71 取引
リカは喧騒にまぎれてそっとバンケットルームを後にした。向かったのは地下駐車場だった。白いクラウンのステーションワゴンが、リカの姿を追うようにゆっくりと動きだし、黒塗りのベンツの前に停った。神戸の撮影会にカメラマンべストを着て紛れ込んでいた税務官の岡光が降りてきた。リカはベンツのトランクを開けた。カメラ機材を入れるジュラルミンのトランクが2つ入っていた。
「1億円あるわ。これでいいのかしら」
「安いものですよ。脱税額は5億円を下らない。当局がその気になって摘発すれば、1億円以上は刑事罰必至ですからね」岡光はトランクをステーションワゴンに積み替えながら言った。
「書類はどこかしら」
「ここにあります」岡光はまったく同じ型のトランクをクラウンからベンツに積み替えた。リカはすぐに中身を確かめようとしたが、ロックされていて開かなかった。

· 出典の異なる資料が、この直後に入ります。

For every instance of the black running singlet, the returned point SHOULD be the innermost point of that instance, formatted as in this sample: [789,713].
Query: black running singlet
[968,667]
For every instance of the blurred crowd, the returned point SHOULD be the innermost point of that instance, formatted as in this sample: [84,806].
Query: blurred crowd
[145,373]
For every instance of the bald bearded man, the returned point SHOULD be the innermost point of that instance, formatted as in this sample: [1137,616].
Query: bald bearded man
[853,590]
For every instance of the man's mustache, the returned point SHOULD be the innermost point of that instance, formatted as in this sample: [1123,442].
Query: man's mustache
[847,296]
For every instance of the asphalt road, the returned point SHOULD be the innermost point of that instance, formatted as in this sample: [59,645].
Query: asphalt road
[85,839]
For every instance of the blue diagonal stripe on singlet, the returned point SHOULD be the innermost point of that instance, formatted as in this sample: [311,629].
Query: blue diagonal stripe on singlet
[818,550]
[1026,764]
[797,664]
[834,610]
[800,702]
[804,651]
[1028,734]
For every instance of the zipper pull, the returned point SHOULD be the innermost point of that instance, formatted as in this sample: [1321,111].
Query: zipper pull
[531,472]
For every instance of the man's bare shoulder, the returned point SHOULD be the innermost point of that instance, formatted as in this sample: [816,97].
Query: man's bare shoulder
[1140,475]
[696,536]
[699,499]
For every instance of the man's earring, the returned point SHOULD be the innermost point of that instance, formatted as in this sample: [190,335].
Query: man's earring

「鍵はこれです」岡光は鍵を渡した。「確認されますか」
「信用するわ」
「光栄です」
「なぜ、私を指名したの。それになぜ地下駐車場なの。人気がないわけじゃなし、防犯カメラだってあるでしょう」
「映像が残るからいいんですよ。私に事故があれば、警察は私達の関係を立証できる」
「さすがね」
「これを小手山にいくらで売るつもりですか。手数料は取るんでしょう」
「やぼな質問をするのね。私はパーティに戻るわ。あなたも参加されてはどう」
「政治家や芸人がSMショーに興じるところを隠し撮りしておいて、十年後の出世を待って高値で買い戻させる。いいビジネスだが、リスクも高い」
「あなたに言われたくはないわね」リカは踵を返した。
「1つ教えてもらえますか」誰かの口調をわざと真似たような岡光の声にリカが立ち止まった。
「なにかしら」
「五浦の撮影会で死んだのは佐々木美姫ですか」
「知ってるくせに」リカは振り返らずに歩き続けた。
リカがパーティルームに戻ると、客たちがショーに全員参加し、今まさにクライマックスを迎えるところだった。隣室の扉が開き、ウェディングドレスに着替えたKAORIが、息を呑む美しさで登場した。首輪が外され、鞭打たれた野犬の群れが花嫁に襲いかかった。仮縫い糸で仕立てられたウェディングドレスのレース飾りが、一枚一枚野犬の牙で剥ぎ取られていった。やがてウェディングドレスは白無垢のワンピースになった。KAORIは羽を毟られた鶏のように怯えて立ち尽くしていた。
「もう、およし」女王役のリカがビシッと鞭を鳴らしながら、野犬の群れに警告した。